On hard days, I find myself thinking about the future. One day the girls will all be grown-up. They will be taking their own little families out to eat for dinner and struggling with their own tornado of a toddler in the middle of a restaurant. They will stress and be embarrassed every now and then. Hopefully, they will call me as I am sitting alone with my husband in a too quiet house to complain or ask for advice and I will tell them without missing a beat, “Enjoy it.”
They will most likely roll their eyes in the same fashion that I did when anyone and everyone would offer up their unsolicited advice and tell me to simply, “Enjoy it.” Now I can see that they were right.

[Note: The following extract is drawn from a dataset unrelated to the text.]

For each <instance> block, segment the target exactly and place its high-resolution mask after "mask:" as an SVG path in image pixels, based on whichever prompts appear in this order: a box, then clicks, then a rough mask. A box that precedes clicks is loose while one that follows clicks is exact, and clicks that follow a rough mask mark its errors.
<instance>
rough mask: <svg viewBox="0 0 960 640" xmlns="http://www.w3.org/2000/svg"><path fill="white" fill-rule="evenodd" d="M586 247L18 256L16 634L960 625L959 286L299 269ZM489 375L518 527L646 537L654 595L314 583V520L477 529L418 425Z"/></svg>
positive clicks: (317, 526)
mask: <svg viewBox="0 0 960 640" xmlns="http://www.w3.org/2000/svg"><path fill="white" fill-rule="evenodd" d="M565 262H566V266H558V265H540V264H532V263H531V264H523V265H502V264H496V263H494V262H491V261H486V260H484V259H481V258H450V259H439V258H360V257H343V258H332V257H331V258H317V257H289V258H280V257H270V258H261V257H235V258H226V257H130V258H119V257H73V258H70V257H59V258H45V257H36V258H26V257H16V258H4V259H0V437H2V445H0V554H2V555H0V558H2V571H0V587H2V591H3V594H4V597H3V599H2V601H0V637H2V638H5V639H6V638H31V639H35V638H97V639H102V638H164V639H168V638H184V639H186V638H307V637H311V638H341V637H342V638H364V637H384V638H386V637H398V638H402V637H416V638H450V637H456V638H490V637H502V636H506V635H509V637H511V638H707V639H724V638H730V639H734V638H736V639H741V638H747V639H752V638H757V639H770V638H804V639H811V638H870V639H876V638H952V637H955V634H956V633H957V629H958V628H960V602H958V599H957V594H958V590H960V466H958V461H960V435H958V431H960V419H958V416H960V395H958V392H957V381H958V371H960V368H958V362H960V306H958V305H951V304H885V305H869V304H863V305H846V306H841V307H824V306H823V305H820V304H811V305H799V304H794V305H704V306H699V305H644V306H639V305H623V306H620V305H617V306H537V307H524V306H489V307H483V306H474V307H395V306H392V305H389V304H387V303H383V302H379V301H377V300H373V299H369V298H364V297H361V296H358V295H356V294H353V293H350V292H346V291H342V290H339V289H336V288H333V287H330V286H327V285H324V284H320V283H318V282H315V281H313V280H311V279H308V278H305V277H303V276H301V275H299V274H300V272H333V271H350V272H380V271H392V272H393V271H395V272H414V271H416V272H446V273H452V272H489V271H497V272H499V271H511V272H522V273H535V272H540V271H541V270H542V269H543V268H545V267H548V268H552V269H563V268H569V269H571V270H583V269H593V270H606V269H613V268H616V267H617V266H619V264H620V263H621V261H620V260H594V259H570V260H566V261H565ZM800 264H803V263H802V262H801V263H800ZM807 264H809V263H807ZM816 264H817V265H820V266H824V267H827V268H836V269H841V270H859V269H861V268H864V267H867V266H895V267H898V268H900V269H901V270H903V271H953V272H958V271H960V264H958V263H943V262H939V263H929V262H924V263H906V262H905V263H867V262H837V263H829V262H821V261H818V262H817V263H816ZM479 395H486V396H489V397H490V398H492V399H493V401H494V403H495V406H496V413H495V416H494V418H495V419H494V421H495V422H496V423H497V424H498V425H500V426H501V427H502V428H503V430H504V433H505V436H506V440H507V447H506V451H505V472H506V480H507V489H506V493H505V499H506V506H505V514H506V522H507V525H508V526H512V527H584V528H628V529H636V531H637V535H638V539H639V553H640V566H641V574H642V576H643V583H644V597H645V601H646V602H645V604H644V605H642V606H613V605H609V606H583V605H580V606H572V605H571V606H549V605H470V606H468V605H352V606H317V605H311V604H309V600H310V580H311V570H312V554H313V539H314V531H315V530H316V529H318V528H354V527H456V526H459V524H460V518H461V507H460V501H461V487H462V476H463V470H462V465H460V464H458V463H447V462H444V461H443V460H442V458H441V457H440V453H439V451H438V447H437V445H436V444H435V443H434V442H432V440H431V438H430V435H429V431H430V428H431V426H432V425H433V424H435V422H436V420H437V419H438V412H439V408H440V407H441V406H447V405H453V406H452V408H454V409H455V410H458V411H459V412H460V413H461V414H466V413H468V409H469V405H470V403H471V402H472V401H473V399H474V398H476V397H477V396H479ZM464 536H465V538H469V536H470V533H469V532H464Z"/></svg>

Somehow these years with your kids can be the slowest yet fastest years yet. Sometimes in an effort to get us through the rough patches of parenthood we find ourselves thinking, “I cannot wait until this or that” or “If I can just make it through this day, this week, this month, this year.” But what happens during that time leading up to that moment that you are longing for? They become unimportant to us. You have already written off all these wonderful moments because you are too busy anticipating what is coming on the horizon. It may be extremely difficult to find instances in those really tough days that you think are worth savoring, but they are still your moments with your family and precious time to be appreciated. So, do not wish the days away- even those ones.
One day you too will be sitting at a table in the middle of a restaurant with your significant other. You will take in all the young families sitting around you with toddlers giving their parents absolute hell and you will chuckle and look over at your partner with a blissful, longing glance internally replaying those chaotic moments you spent together parenting your own children and you will wish for them back.
(Paige Nash is a wife, mother, digital journalist for the Webster Parish Journal and publisher of the Bienville Parish Journal.)